In the end, we’re left with an interesting tale of modern detection, spiced up by a deliciously portentous “physical” dimension when the narrative moves to Raleigh. Critics voiced on the Internet have complained that the Intruder’s side of the story has been given short thrift, but that’s an insignificant assertion given the source of the story. Far more damaging is the rather obnoxious narrator and the sometimes-ridiculous attempts at humanizing the character. Whatever your opinions about cracking, Takedown is unlikely to convince anyone. Readers, let them be laymen, hackers or crackers, will get out of the book what they bring into it.

Lethal Weapon 2 (1989)

(On TV, July 1998) This sequel loses something of the initial interaction between the two lead characters, but gains fantastic villains and even better action sequences while retaining a certain dramatic edge that is nowhere to be found in latter films of the series. Series regulars may regard this one as a high point of the series, lame ending aside.

Das Boot (1981)

(On VHS, July 1998) Incredibly convincing account of a U-boat submarine patrol in the middle of WW2, Das Boot ranks as one of the finest war movie I’ve seen. Mesmerizing, suspenseful, touching in its sincerity, Das Boot should be seen at least once. My “Director’s Cut” widescreen version was in German, with English subtitles. It works. This should be experienced on as big a screen as possible, with the best sound system you can afford to put together. It’s a bit longish in spots, but uses most of its long stretches to build suspense or develop characters. Don’t miss it. Makes a perfect double-feature for Saving Private Ryan.

Armageddon (1998)

(In theaters, July 1998) It gave me a headache, it frequently didn’t make any sense, had some of the goofiest science ever and the worst editing I’ve seen lately, but Armageddon was definitely a perfect summer blockbuster. It’s the second “something’s going to smash into the Earth!” movie of 1998, but whereas Deep Impact was okay drama, Armageddon is slam-bang action. The goofs are innumerable and I could probably prepare a good hour-long seminar on “Physics Armageddon writers should have studied”, but you’re unlikely to be bothered with it: just consider it a caricature. Okay acting, spectacular Special Effects, adequate characters… Complete nonsense, but it delivers. One truly enjoyable brainless audiovisual stunner, just perfect for the 4th of July. I just wish for an extended director’s cut where they’ll use shots lasting more than three seconds.

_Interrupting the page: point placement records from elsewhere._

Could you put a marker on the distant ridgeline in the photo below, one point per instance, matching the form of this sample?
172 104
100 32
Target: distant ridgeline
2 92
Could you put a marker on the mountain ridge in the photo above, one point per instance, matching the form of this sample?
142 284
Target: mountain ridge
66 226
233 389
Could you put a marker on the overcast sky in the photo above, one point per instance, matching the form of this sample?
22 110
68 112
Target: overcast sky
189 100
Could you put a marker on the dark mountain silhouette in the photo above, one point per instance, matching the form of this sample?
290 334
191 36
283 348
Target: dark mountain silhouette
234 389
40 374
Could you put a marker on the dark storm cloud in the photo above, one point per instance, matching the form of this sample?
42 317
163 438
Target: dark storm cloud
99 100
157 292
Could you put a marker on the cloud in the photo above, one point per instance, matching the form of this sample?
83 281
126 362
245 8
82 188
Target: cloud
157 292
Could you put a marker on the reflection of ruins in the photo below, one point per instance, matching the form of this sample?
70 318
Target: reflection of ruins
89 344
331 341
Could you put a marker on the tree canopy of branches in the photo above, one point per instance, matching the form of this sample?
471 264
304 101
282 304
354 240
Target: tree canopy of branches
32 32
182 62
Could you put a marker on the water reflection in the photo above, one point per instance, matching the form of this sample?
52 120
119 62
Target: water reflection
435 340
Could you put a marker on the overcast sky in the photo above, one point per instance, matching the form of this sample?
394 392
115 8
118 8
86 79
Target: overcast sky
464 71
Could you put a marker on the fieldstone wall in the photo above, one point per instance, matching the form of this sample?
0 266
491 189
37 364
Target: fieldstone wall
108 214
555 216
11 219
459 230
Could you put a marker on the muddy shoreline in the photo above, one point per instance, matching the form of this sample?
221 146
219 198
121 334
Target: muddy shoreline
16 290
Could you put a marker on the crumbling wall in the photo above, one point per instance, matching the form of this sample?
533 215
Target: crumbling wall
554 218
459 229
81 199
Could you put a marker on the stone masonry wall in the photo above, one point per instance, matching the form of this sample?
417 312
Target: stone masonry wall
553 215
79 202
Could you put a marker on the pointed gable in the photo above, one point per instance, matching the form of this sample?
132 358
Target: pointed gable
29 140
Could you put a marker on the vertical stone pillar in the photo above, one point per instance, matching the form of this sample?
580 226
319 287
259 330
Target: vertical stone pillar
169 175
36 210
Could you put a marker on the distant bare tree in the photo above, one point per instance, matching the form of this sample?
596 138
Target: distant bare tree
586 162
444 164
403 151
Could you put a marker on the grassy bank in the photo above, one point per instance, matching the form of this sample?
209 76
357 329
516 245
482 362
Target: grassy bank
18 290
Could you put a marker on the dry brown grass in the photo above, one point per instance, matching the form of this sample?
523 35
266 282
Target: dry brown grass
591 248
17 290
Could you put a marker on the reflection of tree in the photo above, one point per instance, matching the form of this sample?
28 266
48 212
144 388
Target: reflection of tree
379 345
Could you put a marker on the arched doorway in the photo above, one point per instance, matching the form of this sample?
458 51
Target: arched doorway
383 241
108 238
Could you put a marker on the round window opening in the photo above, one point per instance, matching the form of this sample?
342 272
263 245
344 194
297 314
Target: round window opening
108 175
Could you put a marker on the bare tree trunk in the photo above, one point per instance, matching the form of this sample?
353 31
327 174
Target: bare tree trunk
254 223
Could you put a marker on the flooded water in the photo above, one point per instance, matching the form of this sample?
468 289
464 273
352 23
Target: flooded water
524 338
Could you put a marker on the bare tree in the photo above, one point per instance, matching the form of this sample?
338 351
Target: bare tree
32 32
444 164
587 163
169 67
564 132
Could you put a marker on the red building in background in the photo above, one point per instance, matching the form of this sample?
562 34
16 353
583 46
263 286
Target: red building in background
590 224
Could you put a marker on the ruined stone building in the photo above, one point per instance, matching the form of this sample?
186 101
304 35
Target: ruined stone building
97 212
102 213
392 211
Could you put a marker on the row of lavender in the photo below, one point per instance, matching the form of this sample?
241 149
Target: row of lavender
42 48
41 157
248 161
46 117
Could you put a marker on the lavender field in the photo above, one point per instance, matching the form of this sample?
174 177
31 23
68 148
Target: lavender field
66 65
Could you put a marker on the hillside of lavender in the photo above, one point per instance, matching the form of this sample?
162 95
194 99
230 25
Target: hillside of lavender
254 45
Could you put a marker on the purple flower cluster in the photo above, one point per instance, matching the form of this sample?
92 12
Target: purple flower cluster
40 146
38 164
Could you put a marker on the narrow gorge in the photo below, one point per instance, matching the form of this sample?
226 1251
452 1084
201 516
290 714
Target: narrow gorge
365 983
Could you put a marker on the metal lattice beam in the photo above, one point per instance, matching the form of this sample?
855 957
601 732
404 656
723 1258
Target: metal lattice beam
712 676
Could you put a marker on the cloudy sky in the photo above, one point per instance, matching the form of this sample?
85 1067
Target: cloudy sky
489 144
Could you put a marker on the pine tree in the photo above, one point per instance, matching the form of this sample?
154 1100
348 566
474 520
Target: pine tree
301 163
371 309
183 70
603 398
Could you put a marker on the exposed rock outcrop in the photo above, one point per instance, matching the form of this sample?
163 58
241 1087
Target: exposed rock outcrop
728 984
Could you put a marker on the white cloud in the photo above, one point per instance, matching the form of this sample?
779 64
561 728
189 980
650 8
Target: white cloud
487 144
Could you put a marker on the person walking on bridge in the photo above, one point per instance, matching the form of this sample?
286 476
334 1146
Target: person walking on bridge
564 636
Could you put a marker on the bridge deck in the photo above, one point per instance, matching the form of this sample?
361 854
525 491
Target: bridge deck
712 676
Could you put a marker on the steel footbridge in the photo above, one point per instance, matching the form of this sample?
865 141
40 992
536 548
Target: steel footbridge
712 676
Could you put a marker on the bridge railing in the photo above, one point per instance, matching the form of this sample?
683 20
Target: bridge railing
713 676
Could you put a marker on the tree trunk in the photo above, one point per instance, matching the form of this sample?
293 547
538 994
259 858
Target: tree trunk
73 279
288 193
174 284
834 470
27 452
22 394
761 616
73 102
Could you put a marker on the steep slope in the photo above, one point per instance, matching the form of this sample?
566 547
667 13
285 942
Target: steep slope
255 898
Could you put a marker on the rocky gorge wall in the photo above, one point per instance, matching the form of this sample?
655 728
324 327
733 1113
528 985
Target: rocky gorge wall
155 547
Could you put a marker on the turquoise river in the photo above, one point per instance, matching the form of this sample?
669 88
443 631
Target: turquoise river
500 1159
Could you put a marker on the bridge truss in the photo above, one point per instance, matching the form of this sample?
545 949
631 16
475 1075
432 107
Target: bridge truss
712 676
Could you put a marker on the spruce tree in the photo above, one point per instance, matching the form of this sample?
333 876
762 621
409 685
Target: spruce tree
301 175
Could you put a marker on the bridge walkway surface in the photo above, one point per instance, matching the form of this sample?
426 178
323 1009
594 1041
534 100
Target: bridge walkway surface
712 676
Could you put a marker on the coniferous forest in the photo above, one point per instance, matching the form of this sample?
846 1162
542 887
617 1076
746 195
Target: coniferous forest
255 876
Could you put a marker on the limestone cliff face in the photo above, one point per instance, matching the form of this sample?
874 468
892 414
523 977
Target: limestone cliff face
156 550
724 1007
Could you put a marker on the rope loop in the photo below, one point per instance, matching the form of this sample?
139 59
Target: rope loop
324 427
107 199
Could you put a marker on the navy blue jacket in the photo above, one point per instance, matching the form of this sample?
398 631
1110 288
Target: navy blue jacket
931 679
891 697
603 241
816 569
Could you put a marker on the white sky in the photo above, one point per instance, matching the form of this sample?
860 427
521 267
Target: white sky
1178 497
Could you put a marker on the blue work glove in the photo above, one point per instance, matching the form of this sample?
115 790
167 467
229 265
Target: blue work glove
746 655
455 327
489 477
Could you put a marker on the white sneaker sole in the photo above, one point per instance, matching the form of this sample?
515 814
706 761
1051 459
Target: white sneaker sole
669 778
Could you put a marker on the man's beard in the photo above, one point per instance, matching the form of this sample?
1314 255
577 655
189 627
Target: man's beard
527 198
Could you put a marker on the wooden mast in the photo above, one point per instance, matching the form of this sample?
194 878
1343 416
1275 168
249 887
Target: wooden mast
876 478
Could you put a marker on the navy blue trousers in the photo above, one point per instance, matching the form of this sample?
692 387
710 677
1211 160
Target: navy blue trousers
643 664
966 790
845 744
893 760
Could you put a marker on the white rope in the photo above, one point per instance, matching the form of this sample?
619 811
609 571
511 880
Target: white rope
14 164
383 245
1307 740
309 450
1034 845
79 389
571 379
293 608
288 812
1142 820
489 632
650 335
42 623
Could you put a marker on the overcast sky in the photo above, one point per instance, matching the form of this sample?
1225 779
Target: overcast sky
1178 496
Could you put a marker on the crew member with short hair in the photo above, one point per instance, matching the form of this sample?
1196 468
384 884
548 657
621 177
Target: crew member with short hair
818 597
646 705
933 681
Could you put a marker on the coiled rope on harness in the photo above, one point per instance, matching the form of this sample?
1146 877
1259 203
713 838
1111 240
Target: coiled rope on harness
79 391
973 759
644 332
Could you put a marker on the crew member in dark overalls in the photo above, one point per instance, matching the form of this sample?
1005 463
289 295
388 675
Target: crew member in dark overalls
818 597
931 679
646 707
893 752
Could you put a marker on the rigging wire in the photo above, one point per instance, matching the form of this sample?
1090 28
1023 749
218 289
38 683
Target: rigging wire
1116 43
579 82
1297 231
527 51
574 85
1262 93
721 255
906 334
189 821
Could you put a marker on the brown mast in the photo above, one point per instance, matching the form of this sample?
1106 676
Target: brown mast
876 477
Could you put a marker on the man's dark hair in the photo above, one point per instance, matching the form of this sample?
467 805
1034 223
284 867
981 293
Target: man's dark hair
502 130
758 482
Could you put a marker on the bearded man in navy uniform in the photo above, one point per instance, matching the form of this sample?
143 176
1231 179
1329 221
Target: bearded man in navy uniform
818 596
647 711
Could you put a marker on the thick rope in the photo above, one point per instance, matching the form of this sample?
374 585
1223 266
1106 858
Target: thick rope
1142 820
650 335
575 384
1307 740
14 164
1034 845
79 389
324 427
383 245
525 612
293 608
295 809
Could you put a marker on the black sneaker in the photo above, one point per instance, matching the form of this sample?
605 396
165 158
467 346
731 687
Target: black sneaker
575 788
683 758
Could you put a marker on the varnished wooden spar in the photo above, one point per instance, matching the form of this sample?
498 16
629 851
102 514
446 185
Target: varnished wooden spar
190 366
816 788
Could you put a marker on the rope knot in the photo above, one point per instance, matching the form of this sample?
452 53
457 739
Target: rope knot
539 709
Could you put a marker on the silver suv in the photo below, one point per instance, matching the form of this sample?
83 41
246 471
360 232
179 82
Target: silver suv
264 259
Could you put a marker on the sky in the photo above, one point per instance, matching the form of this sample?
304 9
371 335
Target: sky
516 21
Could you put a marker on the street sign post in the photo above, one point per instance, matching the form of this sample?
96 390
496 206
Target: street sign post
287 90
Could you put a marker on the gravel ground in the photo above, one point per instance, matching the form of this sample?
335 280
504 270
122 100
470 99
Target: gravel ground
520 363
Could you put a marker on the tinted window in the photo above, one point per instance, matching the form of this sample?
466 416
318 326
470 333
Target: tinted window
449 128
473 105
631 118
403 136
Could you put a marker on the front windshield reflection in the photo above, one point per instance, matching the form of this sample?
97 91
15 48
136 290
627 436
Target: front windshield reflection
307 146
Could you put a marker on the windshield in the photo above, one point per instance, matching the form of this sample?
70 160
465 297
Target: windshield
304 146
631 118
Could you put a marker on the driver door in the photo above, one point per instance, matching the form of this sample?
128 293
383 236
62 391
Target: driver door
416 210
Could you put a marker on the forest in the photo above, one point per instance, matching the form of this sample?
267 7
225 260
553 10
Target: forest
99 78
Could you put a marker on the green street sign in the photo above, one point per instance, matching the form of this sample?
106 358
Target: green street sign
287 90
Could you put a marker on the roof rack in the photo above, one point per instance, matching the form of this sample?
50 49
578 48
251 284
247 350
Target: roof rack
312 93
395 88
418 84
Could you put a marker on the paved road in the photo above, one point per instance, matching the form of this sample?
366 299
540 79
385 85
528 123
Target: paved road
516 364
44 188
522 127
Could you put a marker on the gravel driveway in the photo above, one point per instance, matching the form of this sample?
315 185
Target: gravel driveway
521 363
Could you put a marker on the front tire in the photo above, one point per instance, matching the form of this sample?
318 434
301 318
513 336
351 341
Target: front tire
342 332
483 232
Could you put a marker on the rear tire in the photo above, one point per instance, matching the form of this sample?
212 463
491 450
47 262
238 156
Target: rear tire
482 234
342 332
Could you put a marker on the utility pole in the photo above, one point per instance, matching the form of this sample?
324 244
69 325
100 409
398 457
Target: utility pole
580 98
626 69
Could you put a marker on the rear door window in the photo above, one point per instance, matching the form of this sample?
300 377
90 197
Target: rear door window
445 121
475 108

(Second viewing, On TV, February 2001) Watching this on a TV screen with three year’s worth of hindsight is an instructive experience. Stripped of the hype and of the audiovisual pummelling prepared by director Michael Bay, the film proves to be better and worse than remembered. For one thing, despite all his problems with coherent editing, it’s difficult not to be impressed with the dynamism of Bay’s direction: moving cameras, beautiful framing, interesting setups, wonderful colors. Indeed, the first half-hour of Armageddon is a top-notch, A+ thrill ride, with what may be the most extravagant action scene yet put to film (the destruction of New York, with its orgy of exploding cars). It’s in the latter part of the film that things don’t go as well. While the script works well as a comedic action film, it never takes off when it attempts to build love scenes (the infamous “animal crackers” bit), drama (“That salesman is your father!”) or heroic sacrifice ([spoiler]) The last half-hour is not only far too long and repetitive, but the editing problems get worse (it’s virtually impossible to have a clear idea of what’s happening) and the script problems also deteriorate in unintentional ridiculousness that clashes more and more with the heroic tone of the film. At least no dollar has been spared to bring us the pictures (some of which only last a flash or two) and most often than not, the pictures are worth looking at, while they’re still on the screen.